My Feelings, My Mother 

How CAN I, how dare I, feel all that I'm feeling,
As dementia sends my Mother's world reeling?
My confused emotions cause me to feel guilty,
I'm grieving as my Mother's deprived of reality.

My anxiety increases around the Fourth of July,
Since Mom's negligence caused my Aunt to die,
Years of unshed tears pill up, I wish I could cry,
Yet there is my Mother, who can't even ask why.

Part of me still wants comfort from my Mommy,
Yet I was a person she was never able to see,
She never had an apology, there never will be,
She is getting lost in ways I pray I'll never see!

This turmoil fills me with such acute anxiety,
What would I do if this ever happens to me?
I am sorry Mother I can not be there for you,
I do agonize for the hell you're going through.
~Lyne's Creations

*******

version for my brother:

My Feelings, My Mother

How CAN I, how dare I, feel all that I'm feeling,
As dementia sends my Mother's world reeling?
My confused emotions cause me to feel guilty,
I'm grieving as my Mother's deprived of reality.

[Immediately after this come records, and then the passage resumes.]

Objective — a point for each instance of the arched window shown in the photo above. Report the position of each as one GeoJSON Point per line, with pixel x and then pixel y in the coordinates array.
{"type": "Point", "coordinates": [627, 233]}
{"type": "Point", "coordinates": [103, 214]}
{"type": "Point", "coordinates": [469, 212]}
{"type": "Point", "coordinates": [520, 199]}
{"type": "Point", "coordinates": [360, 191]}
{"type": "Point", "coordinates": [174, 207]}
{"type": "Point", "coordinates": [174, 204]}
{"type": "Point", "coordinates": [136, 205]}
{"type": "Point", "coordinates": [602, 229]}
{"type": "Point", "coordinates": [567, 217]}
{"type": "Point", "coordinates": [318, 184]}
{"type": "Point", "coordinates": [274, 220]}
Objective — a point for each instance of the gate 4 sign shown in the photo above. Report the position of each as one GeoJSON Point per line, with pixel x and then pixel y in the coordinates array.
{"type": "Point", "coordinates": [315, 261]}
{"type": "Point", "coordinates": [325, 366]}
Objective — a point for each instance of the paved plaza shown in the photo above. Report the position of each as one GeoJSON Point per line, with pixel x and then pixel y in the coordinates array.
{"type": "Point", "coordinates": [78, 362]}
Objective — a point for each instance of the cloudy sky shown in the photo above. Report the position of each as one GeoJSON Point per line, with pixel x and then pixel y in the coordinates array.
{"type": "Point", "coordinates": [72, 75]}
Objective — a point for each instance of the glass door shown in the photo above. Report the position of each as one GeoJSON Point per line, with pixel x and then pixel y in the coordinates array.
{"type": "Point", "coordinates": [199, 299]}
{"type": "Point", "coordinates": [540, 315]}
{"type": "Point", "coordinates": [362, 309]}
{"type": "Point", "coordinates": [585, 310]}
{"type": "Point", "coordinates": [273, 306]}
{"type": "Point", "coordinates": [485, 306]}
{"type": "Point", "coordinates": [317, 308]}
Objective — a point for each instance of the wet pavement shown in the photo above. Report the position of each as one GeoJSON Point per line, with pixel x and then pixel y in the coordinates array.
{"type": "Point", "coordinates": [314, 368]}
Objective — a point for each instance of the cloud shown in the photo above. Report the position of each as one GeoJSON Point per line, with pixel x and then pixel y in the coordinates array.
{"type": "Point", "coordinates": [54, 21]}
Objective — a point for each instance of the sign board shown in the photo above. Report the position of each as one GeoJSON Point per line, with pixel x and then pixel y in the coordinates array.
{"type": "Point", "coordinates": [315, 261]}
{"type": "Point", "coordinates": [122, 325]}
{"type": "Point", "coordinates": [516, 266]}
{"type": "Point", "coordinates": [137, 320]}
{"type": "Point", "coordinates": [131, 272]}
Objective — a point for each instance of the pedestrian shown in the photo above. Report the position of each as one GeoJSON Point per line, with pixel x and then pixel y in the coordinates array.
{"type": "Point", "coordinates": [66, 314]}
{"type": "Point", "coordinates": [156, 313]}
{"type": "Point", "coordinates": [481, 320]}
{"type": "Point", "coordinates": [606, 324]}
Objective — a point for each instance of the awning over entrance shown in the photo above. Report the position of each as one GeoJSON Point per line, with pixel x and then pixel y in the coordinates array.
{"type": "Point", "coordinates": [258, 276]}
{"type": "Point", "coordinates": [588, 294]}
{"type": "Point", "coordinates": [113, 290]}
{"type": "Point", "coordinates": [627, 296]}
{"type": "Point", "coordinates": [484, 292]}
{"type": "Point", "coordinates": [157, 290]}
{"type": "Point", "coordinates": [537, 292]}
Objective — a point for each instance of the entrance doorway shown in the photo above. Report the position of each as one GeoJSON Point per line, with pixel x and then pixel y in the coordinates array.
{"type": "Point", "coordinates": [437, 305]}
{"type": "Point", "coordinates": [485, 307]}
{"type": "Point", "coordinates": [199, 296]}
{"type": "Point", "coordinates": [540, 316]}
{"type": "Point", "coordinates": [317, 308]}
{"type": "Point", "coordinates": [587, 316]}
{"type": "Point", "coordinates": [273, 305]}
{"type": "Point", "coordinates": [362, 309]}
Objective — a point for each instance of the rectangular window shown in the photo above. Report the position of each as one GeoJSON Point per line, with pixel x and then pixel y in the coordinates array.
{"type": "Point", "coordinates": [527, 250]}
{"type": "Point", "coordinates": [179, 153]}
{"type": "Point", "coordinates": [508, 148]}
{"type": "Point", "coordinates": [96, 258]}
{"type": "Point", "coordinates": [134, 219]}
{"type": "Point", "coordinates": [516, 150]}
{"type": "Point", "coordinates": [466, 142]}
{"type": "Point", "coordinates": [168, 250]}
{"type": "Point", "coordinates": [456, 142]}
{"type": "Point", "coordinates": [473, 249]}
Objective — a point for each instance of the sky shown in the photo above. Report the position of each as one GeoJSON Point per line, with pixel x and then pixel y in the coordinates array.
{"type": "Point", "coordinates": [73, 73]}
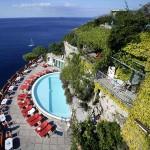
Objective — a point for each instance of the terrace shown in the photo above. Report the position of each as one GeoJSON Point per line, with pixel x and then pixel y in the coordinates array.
{"type": "Point", "coordinates": [24, 135]}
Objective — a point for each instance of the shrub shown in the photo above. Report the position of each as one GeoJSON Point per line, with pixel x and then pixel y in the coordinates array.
{"type": "Point", "coordinates": [29, 56]}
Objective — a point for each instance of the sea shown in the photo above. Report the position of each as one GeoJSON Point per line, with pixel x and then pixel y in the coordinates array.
{"type": "Point", "coordinates": [16, 33]}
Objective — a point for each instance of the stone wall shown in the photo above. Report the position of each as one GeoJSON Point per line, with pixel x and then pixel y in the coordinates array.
{"type": "Point", "coordinates": [111, 111]}
{"type": "Point", "coordinates": [69, 49]}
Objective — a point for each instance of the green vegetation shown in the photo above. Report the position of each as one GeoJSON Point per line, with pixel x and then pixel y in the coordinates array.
{"type": "Point", "coordinates": [105, 91]}
{"type": "Point", "coordinates": [123, 74]}
{"type": "Point", "coordinates": [134, 136]}
{"type": "Point", "coordinates": [75, 75]}
{"type": "Point", "coordinates": [93, 38]}
{"type": "Point", "coordinates": [103, 136]}
{"type": "Point", "coordinates": [36, 52]}
{"type": "Point", "coordinates": [126, 27]}
{"type": "Point", "coordinates": [56, 48]}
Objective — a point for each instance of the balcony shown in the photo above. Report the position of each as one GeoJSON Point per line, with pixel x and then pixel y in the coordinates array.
{"type": "Point", "coordinates": [116, 89]}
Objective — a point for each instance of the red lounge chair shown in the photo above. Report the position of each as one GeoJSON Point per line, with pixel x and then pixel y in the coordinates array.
{"type": "Point", "coordinates": [27, 109]}
{"type": "Point", "coordinates": [26, 102]}
{"type": "Point", "coordinates": [32, 123]}
{"type": "Point", "coordinates": [45, 130]}
{"type": "Point", "coordinates": [30, 119]}
{"type": "Point", "coordinates": [42, 126]}
{"type": "Point", "coordinates": [22, 96]}
{"type": "Point", "coordinates": [24, 87]}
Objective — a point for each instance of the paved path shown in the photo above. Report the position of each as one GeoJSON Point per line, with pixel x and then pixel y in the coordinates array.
{"type": "Point", "coordinates": [25, 138]}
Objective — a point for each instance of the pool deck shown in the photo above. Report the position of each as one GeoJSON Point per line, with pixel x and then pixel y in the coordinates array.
{"type": "Point", "coordinates": [27, 138]}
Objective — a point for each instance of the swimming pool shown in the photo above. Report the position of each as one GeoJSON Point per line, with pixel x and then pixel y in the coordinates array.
{"type": "Point", "coordinates": [48, 96]}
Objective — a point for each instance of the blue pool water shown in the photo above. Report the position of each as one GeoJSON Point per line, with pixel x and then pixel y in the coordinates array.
{"type": "Point", "coordinates": [15, 35]}
{"type": "Point", "coordinates": [49, 96]}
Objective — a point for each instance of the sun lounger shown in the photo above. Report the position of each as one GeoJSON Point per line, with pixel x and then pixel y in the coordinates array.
{"type": "Point", "coordinates": [35, 121]}
{"type": "Point", "coordinates": [26, 103]}
{"type": "Point", "coordinates": [30, 119]}
{"type": "Point", "coordinates": [27, 109]}
{"type": "Point", "coordinates": [22, 96]}
{"type": "Point", "coordinates": [41, 127]}
{"type": "Point", "coordinates": [45, 130]}
{"type": "Point", "coordinates": [27, 100]}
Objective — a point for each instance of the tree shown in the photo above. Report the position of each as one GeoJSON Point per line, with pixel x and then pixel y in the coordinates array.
{"type": "Point", "coordinates": [103, 136]}
{"type": "Point", "coordinates": [39, 50]}
{"type": "Point", "coordinates": [56, 48]}
{"type": "Point", "coordinates": [126, 27]}
{"type": "Point", "coordinates": [29, 56]}
{"type": "Point", "coordinates": [109, 135]}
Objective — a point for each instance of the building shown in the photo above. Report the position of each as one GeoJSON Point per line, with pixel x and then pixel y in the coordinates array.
{"type": "Point", "coordinates": [70, 49]}
{"type": "Point", "coordinates": [57, 61]}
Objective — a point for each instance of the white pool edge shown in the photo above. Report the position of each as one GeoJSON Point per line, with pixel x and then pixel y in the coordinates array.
{"type": "Point", "coordinates": [48, 115]}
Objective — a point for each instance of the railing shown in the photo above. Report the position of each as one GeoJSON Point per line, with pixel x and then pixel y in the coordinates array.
{"type": "Point", "coordinates": [118, 91]}
{"type": "Point", "coordinates": [4, 89]}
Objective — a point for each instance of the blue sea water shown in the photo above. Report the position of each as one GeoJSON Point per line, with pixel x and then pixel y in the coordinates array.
{"type": "Point", "coordinates": [52, 101]}
{"type": "Point", "coordinates": [15, 35]}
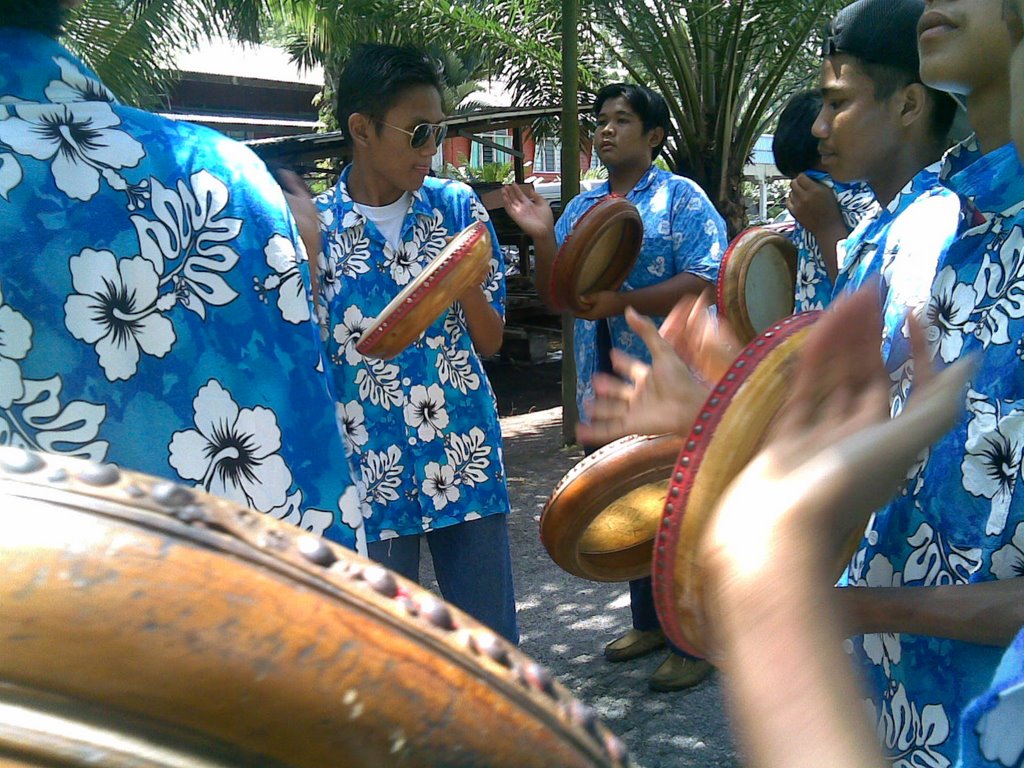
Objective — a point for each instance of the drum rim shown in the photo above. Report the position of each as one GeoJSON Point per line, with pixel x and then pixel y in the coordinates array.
{"type": "Point", "coordinates": [409, 298]}
{"type": "Point", "coordinates": [634, 462]}
{"type": "Point", "coordinates": [619, 211]}
{"type": "Point", "coordinates": [667, 550]}
{"type": "Point", "coordinates": [727, 287]}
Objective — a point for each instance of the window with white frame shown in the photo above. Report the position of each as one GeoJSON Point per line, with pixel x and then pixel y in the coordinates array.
{"type": "Point", "coordinates": [548, 156]}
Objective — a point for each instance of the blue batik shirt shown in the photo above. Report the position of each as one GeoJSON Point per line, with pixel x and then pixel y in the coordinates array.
{"type": "Point", "coordinates": [423, 425]}
{"type": "Point", "coordinates": [814, 287]}
{"type": "Point", "coordinates": [155, 309]}
{"type": "Point", "coordinates": [682, 232]}
{"type": "Point", "coordinates": [960, 518]}
{"type": "Point", "coordinates": [900, 246]}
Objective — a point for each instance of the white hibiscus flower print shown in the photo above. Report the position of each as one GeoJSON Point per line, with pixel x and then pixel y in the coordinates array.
{"type": "Point", "coordinates": [440, 485]}
{"type": "Point", "coordinates": [1008, 562]}
{"type": "Point", "coordinates": [348, 332]}
{"type": "Point", "coordinates": [232, 453]}
{"type": "Point", "coordinates": [1000, 737]}
{"type": "Point", "coordinates": [15, 340]}
{"type": "Point", "coordinates": [991, 463]}
{"type": "Point", "coordinates": [353, 424]}
{"type": "Point", "coordinates": [115, 308]}
{"type": "Point", "coordinates": [75, 85]}
{"type": "Point", "coordinates": [948, 314]}
{"type": "Point", "coordinates": [287, 280]}
{"type": "Point", "coordinates": [80, 141]}
{"type": "Point", "coordinates": [425, 412]}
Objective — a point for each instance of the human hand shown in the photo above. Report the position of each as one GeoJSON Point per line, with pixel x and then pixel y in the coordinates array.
{"type": "Point", "coordinates": [528, 210]}
{"type": "Point", "coordinates": [815, 207]}
{"type": "Point", "coordinates": [657, 398]}
{"type": "Point", "coordinates": [602, 304]}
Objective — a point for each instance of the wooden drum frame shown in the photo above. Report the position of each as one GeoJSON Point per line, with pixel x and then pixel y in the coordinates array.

Part of me still wants comfort from my Mommy,
I try so hard to help her, she is unable to see,
I hate how her life has become, it just can't be!
She is getting lost in ways I pray I'll never see!

This turmoil fills me with such acute anxiety,
What's becoming of MY life, this affects me!
I'm sorry Mother I'm trying to be there for you,
I do agonize for the hell you're going through.

This is almost too hard to bare, it tears me in two,
I would never say, but I'll be glad when it's through,
But you know I will never, can never, abandon you.
~Lyne's Creations

*******************

Update: With a lot of home care by a nurse and
a handy man, plus my son's and my brother's often
visits, my Mother has gotten a lot better. Some of the
medication was adding to the problem, so by stopping
that, she has many bright, sharp days! Good news!
She IS old... over 90... but hanging in there!

*****************

I Miss My Brother

OH! who's that? Is it really a Fred?
You scared me, I thought you were dead.
I am really glad to hear from you,
You've made me a little less blue.

A birthday at our age getting older is not so gay,
And when you didn't reply on YOUR  birthday,
You had me worried, but now I'm glad your OK,
You big lug, I wish you'd come around someday!